CHP’nin yakın dönem siyasal serüvenini sosyalist bir perspektiften analiz etmeye, kimi sonuçlar çıkararak öneriler geliştirmeye çalıştığım seri yazılarımın bugün dördüncü ve son bölümü yayımlanıyor. Bu bölümde CHP’nin Cumhuriyetin kazanımlarının savunulması konusundaki kararsızlığının yarattığı sonuçları ve parti kimliğini tartışacağım.

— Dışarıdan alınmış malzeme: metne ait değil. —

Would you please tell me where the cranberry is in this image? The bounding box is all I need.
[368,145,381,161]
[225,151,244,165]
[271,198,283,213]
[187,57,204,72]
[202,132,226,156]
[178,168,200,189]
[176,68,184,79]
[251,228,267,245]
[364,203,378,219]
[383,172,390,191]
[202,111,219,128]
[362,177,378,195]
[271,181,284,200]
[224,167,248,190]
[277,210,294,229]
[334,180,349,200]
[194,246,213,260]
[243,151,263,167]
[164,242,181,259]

Özellikle 14-28 Mayıs 2023 seçimlerinin kaybedilmesinin ardından toplumda yaşanan büyük karamsarlık ve siyasetten uzaklaşma duygusu ile bu tutum arasında sıkı bir ilişki bulunduğunu düşünüyorum. Çünkü Cumhuriyet ile bir sorunları bulunmayan seküler bir yaşama sahip merkez sağ seçmen kitlesi de dahil, toplumun çoğunluğunu oluşturan kesimler; CHP’nin son 20-30 yıldır verdiği (özellikle Kemal Kılıçdaroğlu yönetiminin) bütün tavizleri bir “kazanma” umuduna bağlamış ve deyim uygunsa sineye çekmişti. Seçim kaybedilince, daha doğrusu halkın iradesine yeterli etkinlik ve kararlılıkla sahip çıkılmayınca, bu büyük beklenti aynı büyüklükte bir hayal kırıklığı ve tepkiye yol açtı.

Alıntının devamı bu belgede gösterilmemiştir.